# FEAR Net via DirecTV On Demand



## Steve615 (Feb 5, 2006)

For folks that enjoy the horror genre of films,short clips,series,etc.,I wondered if anyone has ever heard of an online channel titled FEAR Net?
I checked the channel out via their website a few minutes ago.

http://www.fearnet.com/

It definitely caters to fans of the horror genre,no doubt about that.  
Anyway,I started looking into the website while I was on it and found out that it is available for DirecTV On Demand.But,DirecTV has not added the channel to their On Demand lineup at this time.
FEAR Net has a section on their site that allows folks to send requests to DirecTV to add the channel to their lineup.More info about this is at the following link.

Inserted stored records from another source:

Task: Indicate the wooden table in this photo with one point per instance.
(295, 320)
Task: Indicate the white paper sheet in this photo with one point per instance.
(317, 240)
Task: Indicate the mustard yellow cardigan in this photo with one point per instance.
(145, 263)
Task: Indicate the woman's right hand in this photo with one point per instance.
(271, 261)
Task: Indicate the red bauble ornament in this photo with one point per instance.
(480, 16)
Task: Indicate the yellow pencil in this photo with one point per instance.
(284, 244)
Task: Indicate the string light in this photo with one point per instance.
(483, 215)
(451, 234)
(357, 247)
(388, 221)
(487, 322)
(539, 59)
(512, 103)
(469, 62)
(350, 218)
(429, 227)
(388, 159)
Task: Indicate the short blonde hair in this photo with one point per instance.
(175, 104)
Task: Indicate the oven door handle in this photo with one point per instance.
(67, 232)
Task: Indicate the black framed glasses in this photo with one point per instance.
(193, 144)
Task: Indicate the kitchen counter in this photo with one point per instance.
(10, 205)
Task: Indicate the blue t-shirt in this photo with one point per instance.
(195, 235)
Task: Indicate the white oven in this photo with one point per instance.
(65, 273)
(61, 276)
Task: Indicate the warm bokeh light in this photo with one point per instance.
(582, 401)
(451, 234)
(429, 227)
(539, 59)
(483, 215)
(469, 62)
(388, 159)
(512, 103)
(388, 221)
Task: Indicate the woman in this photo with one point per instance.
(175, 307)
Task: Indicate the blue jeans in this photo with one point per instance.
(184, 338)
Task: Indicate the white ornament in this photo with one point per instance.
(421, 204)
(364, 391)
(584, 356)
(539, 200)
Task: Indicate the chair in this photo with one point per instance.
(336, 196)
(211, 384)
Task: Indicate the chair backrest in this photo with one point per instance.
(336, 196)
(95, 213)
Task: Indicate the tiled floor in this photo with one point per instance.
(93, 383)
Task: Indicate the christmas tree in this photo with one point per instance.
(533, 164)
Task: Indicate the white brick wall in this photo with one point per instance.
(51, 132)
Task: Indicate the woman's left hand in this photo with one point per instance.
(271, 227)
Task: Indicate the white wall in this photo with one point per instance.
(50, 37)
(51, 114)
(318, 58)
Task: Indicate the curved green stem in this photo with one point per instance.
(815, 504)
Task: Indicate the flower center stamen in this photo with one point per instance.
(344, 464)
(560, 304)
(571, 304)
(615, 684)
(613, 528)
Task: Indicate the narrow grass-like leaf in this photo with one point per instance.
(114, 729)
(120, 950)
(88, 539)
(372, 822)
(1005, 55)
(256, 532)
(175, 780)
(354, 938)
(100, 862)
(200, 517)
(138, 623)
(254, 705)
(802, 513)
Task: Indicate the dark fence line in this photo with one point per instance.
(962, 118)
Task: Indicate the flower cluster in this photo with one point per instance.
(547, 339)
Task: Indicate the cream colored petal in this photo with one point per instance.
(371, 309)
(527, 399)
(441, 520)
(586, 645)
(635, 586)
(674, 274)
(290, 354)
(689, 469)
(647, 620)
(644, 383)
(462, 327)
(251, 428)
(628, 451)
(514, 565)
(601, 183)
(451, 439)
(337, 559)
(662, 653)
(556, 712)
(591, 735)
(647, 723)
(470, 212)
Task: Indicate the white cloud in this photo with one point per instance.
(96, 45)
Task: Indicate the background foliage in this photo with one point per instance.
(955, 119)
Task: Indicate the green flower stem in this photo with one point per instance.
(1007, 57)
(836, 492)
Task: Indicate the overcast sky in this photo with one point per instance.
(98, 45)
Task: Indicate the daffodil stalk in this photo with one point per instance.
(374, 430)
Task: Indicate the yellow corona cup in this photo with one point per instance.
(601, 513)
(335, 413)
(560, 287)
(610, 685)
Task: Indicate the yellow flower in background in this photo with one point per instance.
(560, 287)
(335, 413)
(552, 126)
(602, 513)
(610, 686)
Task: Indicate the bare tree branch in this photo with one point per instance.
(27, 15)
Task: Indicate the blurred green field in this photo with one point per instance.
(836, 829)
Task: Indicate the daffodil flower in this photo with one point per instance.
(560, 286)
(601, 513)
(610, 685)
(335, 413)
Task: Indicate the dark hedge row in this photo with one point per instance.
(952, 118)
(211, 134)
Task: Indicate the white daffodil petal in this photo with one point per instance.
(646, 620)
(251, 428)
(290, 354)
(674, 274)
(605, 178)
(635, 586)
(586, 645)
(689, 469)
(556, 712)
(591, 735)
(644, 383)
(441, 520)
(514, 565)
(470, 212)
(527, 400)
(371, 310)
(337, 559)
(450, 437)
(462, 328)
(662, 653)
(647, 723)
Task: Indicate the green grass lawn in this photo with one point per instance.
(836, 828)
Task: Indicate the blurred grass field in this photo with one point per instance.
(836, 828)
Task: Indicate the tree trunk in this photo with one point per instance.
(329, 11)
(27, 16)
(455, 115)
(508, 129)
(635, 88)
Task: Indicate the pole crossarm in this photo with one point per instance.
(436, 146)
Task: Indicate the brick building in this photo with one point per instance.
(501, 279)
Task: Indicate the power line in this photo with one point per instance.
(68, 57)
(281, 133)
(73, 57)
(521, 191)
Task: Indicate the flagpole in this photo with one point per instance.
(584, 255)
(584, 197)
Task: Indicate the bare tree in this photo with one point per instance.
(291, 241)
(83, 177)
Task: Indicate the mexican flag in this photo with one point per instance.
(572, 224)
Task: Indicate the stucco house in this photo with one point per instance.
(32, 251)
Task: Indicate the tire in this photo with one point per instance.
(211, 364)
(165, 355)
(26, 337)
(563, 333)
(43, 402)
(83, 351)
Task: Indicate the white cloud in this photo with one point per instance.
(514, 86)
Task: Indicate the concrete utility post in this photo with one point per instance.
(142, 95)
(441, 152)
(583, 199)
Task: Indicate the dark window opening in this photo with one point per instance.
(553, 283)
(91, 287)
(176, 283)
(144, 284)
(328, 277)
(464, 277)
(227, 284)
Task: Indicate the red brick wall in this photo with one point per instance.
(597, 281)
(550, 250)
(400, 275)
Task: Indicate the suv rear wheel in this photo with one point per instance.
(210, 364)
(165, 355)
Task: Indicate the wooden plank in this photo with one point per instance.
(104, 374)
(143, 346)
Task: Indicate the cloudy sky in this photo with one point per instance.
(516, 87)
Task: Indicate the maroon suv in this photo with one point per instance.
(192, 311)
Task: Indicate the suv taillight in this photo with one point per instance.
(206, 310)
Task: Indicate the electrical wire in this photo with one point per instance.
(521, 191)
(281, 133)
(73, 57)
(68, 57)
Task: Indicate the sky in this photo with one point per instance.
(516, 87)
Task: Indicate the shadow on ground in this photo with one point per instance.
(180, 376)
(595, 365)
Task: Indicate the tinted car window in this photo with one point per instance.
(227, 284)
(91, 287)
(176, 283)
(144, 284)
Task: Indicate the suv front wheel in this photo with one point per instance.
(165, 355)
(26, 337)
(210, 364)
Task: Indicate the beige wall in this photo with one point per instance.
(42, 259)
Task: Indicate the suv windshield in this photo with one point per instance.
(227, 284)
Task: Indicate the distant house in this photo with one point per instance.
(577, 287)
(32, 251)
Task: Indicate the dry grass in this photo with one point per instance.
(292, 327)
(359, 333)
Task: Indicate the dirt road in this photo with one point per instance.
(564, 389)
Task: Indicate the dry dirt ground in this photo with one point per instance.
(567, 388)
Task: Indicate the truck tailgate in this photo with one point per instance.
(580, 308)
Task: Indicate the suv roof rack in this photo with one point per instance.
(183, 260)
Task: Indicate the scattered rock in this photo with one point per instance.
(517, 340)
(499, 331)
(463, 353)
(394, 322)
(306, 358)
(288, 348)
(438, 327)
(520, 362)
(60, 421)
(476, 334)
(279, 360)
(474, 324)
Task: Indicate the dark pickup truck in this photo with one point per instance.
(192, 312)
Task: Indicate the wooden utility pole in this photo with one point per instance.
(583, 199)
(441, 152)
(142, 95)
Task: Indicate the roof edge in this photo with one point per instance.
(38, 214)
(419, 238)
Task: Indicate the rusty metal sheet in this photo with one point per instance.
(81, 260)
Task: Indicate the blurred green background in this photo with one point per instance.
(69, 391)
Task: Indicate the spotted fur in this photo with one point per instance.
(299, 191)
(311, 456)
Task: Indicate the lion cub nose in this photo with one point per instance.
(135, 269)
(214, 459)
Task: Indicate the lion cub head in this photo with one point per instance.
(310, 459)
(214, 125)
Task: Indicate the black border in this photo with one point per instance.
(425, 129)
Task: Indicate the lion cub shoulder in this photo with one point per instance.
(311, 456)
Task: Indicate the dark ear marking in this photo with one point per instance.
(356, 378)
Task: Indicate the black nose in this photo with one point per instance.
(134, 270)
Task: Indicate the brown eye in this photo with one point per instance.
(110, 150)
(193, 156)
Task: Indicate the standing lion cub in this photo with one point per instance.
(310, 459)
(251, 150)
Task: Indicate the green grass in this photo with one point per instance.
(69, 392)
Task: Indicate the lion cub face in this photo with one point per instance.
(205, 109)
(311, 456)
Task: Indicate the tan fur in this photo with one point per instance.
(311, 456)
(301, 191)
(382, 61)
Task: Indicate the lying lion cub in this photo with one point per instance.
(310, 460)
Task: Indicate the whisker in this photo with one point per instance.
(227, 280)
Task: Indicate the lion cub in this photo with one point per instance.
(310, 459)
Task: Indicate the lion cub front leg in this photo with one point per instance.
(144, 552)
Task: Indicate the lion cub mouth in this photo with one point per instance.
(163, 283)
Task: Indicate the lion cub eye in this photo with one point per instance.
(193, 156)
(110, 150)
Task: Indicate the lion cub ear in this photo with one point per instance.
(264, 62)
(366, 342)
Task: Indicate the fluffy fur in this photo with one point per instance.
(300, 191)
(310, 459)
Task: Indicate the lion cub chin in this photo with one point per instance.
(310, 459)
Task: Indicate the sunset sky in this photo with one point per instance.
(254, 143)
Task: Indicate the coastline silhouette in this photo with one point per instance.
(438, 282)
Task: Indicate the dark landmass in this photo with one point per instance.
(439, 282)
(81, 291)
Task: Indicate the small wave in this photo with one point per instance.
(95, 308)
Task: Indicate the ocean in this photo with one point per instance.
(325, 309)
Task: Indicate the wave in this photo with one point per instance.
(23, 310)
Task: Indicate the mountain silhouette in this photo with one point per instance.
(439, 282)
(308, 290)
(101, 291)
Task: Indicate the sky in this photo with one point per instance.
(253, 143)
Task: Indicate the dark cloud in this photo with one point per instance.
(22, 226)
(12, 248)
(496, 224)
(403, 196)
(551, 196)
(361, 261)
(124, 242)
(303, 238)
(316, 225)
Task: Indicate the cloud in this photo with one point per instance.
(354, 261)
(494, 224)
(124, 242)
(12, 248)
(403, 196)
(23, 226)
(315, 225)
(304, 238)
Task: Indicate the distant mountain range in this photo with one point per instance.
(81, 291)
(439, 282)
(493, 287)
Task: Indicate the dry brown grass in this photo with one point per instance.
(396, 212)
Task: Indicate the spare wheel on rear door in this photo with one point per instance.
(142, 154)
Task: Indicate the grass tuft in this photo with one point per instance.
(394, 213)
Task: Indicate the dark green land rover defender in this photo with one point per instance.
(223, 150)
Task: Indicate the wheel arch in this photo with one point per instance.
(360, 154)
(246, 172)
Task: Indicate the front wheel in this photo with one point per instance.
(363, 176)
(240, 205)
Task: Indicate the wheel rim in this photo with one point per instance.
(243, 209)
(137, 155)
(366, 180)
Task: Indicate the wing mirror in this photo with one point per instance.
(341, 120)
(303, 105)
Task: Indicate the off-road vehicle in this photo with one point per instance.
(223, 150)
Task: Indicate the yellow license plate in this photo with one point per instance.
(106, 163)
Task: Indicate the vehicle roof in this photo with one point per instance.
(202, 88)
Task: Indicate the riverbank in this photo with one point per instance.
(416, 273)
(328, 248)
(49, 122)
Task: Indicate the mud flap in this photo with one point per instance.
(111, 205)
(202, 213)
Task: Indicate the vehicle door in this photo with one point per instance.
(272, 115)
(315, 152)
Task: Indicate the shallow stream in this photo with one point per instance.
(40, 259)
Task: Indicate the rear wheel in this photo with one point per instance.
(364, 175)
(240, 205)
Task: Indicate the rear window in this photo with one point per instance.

http://www.fearnet.com/on_demand/index.html#channel_finder

Once on that page,look over to the upper right corner of it.
It should say "Call DIRECTV at 1-800-347-3288 to request FEARnet in your area".Underneath that message should be 3 links.Click on the *Get details* link.That same area will display a different message.At the end of that message is a *request it now* link.Click on that link and a request form will appear in the same area.It will ask for your first and last name,email address and comments for DirecTV to add the channel.
Thought I would give horror fans a head up on this channel.


----------



## tacob (Feb 3, 2006)

had the service when I had twc, it had a nice selection of stuff in hd


----------